The Internet Archive also provides a download count on your item page but that doesn't always relfect the number you see in the browse interface. I've noticed the same information for files that filter from the Internet Archive through Feedburner's RSS engine don't always match as well. So if you use an outside party to host and assist in the serving of your materials, how accurate are their statistics. Are they padding or hiding results? Is the statistical analysis outdated?
On a simple file count issue, how do you handle derivatives? On a basic local level you might have an archival tiff or JP2 file with a corresponding set of transport versions. Do you count them all or just the ones made public? If the files are essentially the same content but modified for playback ability are they counted together or separately? Our files loaded externally to the Internet Archive also have format derivatives created by the IA itself. Do we count each of those and what about the separate files we additionally load to iTunes U.
We were recently asked asked about a particular digital collection we put online several years ago as part of a collaborative grant with GWLA which would have been no problem except after we put in our share of content (housed on a local server) we did nothing to promote it and certainly were not tracking the searches within our collection. There was no way for us to tell what was going on with it. Our catalog had a link to the material but only pointed to the
consortium's main web page. (Note: The consortium uses an OAI-PMH Open Archives initiative protocol for metadata harvesting to access our materials in their search engine). We can see if anyone put in a search for the materials via our Google Analytics tracking of searches in the cataloge but as far as that goes it shows a big zero. So as far as we can tell the collection is an vastly unused assortment documents.
On a related note, we also are unable to retrieve statistics from our files we house in iTunes U. iTunes U servers are owned and operated by the Apple company but our the client brands our "channel" with our specific look and feel developed by ASU programmers. Unfortunately they have not had dedicated resources to hook into the API's which would give us stats.

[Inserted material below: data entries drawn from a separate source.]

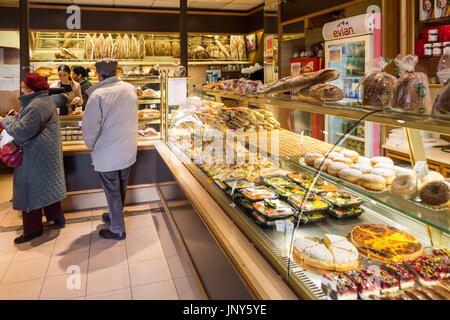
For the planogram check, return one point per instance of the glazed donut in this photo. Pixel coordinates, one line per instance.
(388, 175)
(375, 160)
(311, 157)
(432, 176)
(435, 193)
(351, 154)
(345, 160)
(332, 155)
(364, 168)
(350, 175)
(384, 165)
(363, 160)
(318, 163)
(336, 167)
(404, 185)
(372, 182)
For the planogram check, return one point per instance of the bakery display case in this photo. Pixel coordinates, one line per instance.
(353, 231)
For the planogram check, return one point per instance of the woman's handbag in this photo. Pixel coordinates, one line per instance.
(11, 154)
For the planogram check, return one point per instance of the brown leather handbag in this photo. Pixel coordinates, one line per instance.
(11, 154)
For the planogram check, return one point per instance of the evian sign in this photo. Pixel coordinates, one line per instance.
(351, 27)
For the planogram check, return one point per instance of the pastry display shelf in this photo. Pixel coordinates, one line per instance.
(440, 219)
(433, 123)
(274, 246)
(340, 134)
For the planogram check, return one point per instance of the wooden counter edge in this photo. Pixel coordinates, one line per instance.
(260, 277)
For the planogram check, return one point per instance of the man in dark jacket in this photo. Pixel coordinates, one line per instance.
(39, 183)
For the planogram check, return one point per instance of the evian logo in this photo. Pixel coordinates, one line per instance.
(343, 30)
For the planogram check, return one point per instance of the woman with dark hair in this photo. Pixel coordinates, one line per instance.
(72, 89)
(39, 183)
(80, 75)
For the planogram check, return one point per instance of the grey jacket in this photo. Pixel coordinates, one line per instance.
(40, 180)
(110, 124)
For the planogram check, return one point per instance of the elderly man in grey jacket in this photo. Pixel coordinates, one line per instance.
(109, 128)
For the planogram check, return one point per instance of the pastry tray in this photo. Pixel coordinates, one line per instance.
(311, 210)
(345, 216)
(342, 206)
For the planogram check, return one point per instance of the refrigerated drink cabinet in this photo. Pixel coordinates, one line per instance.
(349, 45)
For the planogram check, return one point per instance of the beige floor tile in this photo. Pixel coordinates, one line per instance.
(179, 267)
(26, 270)
(143, 234)
(77, 214)
(28, 252)
(169, 245)
(138, 221)
(106, 258)
(106, 280)
(99, 243)
(64, 287)
(145, 251)
(164, 290)
(59, 263)
(76, 229)
(24, 290)
(122, 294)
(149, 271)
(187, 289)
(71, 245)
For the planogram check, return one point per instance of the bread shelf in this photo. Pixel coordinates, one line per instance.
(349, 110)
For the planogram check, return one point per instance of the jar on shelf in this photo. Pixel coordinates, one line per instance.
(437, 49)
(433, 35)
(428, 50)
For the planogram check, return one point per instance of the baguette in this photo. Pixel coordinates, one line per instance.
(324, 92)
(300, 81)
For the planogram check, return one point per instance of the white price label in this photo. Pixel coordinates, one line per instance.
(289, 226)
(280, 225)
(421, 169)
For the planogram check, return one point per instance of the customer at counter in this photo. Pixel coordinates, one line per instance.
(72, 89)
(39, 183)
(80, 75)
(109, 127)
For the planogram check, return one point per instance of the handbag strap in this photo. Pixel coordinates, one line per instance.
(42, 128)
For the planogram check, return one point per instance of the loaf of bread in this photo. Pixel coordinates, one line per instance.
(300, 81)
(324, 92)
(126, 48)
(98, 48)
(141, 47)
(175, 49)
(107, 46)
(116, 50)
(149, 48)
(159, 48)
(377, 89)
(88, 47)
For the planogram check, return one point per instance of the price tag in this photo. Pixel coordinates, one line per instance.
(280, 225)
(289, 226)
(421, 169)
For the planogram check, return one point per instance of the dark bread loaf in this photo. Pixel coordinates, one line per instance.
(324, 92)
(377, 89)
(300, 81)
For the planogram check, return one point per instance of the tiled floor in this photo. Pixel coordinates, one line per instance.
(75, 263)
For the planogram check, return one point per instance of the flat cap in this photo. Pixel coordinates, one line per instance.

Statistical analysis of digital collections is far, far more complex than counting bound materials on a shelf and the number of times they are checked out. We have to take into consideration servers, hits, views, downloads, searches, and file derivatives just to skim the surface. What does it all really mean and what is the information that really gives you the best feedback about your collections and their usefulness? The lesson learned here is to make sure when you are designing and developing your online collections that at some point you are going to be asked for stats and you had better have a system in place to provide real data. Of course anticipating exactly what those questions are is key.